The other endpoints are more straightforward:

  • POST /transcribe: Calls Whisper.transcribe and returns the results directly.
  • GET /audio/{call_id}: Polls to check if a Tortoise.speak call ID generated above has completed. If yes, it returns the audio data. If not, it returns a 202 status code to indicate that the request should be retried again.
  • DELETE /audio/{call_id}: Cancels a Tortoise.speak call ID generated above. Useful if we want to stop generating audio for a given user.

React frontend

We use the Web Audio API to record snippets of audio from the user’s microphone. The file src/frontend/processor.js defines an AudioWorkletProcessor that distinguishes between speech and silence, and emits events for speech segments so we can transcribe them.

Pending text-to-speech syntheses are stored in a queue. For the next item in the queue, we use the GET /audio/{call_id} endpoint to poll for the audio data.

Finally, the frontend maintains a state machine to manage the state of the conversation and transcription progress.

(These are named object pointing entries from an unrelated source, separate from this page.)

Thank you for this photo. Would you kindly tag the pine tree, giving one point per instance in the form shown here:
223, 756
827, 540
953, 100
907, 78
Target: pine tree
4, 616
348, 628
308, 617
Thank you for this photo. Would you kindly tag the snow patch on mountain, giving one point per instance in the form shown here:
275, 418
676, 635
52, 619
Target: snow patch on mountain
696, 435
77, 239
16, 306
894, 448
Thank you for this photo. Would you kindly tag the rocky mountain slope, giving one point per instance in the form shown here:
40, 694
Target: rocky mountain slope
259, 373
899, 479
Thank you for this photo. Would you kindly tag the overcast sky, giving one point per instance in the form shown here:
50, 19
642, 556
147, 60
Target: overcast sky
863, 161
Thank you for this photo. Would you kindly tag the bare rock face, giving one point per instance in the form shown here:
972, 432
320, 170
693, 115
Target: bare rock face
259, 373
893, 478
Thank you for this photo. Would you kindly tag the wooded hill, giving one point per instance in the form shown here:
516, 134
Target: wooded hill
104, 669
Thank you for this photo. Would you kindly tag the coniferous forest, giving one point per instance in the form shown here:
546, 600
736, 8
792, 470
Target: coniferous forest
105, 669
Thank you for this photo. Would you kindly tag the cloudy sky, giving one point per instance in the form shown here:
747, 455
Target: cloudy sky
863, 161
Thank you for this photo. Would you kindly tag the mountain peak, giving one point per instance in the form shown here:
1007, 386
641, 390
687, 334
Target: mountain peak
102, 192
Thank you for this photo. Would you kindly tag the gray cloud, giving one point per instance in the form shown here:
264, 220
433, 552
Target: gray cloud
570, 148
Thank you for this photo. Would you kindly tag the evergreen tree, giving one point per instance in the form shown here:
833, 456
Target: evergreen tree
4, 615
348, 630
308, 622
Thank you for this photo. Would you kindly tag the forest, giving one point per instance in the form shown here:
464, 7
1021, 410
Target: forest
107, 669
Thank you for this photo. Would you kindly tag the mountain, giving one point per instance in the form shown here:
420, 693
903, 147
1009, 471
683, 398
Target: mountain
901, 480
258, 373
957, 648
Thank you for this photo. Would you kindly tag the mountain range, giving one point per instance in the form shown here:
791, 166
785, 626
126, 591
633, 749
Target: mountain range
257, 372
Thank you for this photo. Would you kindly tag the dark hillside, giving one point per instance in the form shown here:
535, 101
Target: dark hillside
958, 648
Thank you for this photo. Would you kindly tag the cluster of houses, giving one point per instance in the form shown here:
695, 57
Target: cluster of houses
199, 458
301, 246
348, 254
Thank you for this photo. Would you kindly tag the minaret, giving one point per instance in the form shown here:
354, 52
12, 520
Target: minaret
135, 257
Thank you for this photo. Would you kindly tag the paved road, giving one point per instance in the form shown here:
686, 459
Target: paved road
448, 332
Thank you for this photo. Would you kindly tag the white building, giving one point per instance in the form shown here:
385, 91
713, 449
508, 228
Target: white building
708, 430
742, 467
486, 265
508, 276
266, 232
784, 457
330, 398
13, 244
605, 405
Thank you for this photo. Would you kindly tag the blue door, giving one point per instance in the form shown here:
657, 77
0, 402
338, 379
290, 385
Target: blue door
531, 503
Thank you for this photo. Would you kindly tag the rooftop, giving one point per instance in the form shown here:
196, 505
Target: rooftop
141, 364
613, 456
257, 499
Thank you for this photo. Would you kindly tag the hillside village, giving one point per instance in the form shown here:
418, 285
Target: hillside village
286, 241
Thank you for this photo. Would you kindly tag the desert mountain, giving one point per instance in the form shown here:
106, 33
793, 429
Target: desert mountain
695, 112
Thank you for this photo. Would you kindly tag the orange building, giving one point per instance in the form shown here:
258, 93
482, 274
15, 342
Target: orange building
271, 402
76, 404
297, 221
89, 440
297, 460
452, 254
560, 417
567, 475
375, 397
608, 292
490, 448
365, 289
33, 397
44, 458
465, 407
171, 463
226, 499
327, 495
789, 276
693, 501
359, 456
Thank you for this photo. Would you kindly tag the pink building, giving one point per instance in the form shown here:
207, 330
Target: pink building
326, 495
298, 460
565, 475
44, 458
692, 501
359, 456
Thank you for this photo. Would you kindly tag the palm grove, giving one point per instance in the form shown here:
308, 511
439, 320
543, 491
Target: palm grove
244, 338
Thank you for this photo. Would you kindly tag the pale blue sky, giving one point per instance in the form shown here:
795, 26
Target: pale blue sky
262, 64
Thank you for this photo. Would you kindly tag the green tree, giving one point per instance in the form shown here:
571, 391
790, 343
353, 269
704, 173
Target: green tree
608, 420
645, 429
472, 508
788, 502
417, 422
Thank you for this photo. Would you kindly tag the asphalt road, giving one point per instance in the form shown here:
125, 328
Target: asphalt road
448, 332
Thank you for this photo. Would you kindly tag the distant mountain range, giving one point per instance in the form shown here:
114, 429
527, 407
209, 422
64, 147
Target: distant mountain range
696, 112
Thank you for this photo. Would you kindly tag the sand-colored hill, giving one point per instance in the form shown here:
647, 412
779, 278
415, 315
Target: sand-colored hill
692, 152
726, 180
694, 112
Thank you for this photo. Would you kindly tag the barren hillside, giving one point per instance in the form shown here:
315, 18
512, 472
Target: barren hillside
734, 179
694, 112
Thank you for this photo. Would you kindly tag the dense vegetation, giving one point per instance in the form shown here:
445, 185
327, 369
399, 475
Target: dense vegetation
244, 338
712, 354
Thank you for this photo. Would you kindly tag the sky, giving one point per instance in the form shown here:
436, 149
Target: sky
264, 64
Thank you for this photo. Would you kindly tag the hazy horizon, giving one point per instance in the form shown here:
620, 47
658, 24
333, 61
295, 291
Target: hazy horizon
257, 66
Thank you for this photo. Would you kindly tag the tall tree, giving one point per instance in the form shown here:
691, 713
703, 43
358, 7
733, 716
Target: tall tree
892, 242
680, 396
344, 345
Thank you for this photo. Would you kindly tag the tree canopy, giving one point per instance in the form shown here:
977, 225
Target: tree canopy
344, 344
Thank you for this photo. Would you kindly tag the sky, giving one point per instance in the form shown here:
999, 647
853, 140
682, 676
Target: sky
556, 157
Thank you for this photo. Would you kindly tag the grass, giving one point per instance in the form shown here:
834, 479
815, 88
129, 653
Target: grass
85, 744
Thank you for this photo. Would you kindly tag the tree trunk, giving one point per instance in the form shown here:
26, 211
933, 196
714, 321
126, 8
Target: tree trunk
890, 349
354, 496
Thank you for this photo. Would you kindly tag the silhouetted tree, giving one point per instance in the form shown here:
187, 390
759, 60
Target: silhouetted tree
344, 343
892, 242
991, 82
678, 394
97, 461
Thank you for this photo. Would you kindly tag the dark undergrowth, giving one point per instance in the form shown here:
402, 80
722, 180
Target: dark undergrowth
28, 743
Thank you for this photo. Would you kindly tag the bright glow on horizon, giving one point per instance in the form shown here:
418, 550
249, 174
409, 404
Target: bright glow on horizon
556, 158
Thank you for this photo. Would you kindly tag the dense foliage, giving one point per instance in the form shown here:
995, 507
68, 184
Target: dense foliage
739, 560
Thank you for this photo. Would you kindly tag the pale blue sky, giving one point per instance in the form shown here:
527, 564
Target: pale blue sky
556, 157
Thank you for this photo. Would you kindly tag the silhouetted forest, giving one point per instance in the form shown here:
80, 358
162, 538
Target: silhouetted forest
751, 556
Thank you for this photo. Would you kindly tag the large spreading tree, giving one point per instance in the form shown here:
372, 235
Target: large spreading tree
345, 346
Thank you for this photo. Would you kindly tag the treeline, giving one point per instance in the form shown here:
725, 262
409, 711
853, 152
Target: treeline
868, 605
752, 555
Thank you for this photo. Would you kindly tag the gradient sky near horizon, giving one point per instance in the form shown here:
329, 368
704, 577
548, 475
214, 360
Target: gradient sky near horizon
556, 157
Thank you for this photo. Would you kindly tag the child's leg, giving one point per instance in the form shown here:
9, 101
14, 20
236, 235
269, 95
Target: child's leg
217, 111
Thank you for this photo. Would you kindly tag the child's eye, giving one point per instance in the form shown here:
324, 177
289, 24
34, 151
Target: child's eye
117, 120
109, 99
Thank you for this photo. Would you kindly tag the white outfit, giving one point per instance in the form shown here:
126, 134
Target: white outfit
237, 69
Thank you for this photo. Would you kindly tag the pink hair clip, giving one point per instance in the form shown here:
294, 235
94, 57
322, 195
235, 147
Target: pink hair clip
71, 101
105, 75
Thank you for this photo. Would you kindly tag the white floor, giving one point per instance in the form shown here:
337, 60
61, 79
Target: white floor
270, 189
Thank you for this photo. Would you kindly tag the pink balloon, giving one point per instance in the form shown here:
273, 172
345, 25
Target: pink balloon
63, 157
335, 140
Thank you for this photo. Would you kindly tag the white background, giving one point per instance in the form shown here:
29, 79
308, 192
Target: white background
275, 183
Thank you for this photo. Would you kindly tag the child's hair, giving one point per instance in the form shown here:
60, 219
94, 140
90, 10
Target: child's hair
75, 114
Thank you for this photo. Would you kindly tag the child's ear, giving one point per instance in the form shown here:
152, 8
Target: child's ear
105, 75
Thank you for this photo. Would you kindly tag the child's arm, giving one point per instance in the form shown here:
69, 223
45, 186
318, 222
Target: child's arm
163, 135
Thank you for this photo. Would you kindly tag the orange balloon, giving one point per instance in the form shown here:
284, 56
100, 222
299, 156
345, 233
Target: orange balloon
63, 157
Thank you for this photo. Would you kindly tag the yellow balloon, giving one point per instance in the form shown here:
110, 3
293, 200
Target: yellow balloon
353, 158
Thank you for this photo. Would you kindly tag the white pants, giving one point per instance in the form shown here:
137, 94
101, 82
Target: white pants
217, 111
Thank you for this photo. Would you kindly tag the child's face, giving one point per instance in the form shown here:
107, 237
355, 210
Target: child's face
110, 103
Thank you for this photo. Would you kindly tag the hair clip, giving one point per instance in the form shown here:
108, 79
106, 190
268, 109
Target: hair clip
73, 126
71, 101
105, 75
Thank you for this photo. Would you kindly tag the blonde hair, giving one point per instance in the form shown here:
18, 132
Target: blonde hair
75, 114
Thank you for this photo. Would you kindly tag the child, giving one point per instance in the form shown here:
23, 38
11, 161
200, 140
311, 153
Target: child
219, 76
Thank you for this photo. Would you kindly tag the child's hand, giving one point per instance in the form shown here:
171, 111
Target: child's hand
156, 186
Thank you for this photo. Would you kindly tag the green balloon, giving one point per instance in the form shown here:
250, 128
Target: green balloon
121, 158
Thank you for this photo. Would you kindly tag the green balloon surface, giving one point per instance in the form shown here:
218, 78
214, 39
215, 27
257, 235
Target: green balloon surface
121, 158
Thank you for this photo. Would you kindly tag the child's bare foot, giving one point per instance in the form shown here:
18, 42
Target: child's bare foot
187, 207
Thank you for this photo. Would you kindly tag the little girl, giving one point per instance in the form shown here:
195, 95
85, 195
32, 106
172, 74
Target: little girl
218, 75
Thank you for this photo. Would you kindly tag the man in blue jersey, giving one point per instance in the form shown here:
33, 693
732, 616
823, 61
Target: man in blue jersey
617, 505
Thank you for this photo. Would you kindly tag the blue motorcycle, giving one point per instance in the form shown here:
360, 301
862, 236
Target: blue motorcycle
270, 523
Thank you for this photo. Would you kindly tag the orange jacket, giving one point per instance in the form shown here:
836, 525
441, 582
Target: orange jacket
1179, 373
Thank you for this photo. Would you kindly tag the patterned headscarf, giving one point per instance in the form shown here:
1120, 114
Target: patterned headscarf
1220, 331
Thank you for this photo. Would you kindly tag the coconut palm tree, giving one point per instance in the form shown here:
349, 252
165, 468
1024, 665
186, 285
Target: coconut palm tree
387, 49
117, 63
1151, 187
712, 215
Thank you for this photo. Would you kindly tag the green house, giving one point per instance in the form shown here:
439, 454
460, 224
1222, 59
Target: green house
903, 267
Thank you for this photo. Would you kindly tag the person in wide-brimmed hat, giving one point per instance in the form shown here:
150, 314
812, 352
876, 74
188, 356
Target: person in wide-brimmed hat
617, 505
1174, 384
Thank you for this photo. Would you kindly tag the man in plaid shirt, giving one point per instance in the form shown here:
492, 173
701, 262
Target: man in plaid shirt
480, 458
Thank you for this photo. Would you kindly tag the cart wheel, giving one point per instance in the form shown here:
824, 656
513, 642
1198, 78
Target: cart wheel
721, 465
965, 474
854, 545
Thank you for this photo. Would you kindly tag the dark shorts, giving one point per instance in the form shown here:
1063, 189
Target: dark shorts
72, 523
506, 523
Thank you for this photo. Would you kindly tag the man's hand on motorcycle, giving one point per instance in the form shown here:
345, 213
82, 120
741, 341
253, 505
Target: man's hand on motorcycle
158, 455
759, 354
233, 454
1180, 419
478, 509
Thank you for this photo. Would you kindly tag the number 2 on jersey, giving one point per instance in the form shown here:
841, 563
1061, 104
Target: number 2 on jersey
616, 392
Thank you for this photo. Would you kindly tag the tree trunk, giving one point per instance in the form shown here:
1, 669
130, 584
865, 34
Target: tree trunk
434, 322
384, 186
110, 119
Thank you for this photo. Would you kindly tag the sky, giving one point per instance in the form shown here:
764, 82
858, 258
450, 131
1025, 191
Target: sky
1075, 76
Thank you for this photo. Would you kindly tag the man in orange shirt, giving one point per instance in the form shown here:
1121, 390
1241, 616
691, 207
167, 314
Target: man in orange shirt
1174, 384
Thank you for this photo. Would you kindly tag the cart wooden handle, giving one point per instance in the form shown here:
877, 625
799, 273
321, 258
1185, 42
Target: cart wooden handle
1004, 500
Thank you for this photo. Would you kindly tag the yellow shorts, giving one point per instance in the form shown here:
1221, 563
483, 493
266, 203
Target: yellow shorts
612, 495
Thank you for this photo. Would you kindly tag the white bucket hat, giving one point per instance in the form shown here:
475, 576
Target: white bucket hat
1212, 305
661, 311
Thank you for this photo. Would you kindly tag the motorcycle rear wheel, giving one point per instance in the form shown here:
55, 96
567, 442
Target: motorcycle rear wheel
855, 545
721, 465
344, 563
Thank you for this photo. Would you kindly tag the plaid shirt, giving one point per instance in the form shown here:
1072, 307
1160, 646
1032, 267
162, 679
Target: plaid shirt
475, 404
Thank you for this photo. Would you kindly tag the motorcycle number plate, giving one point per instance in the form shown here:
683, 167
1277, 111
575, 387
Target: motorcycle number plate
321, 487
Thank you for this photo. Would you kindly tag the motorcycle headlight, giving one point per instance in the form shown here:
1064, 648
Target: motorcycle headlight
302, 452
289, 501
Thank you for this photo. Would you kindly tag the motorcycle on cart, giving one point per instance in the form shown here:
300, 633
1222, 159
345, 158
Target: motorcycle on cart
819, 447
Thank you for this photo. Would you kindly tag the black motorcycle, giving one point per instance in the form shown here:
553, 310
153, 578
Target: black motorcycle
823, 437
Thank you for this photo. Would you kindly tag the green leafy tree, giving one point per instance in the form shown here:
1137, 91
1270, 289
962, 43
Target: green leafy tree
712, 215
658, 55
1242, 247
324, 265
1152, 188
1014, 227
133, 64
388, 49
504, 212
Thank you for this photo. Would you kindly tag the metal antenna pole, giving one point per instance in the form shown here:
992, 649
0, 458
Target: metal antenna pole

This is implemented with the help of the incredible XState library.

const chatMachine = createMachine(
  {
    initial: "botDone",
    states: {
      botGenerating: {
        on: {
          GENERATION_DONE: { target: "botDone", actions: "resetTranscript" },
        },
      },
      botDone: { ... },
      userTalking: {  ... },
      userSilent: { ... },
    },
    ...
  },

Steal this example

The code for this entire example is available on GitHub. Follow the instructions in the README for how to run or deploy it yourself on Modal.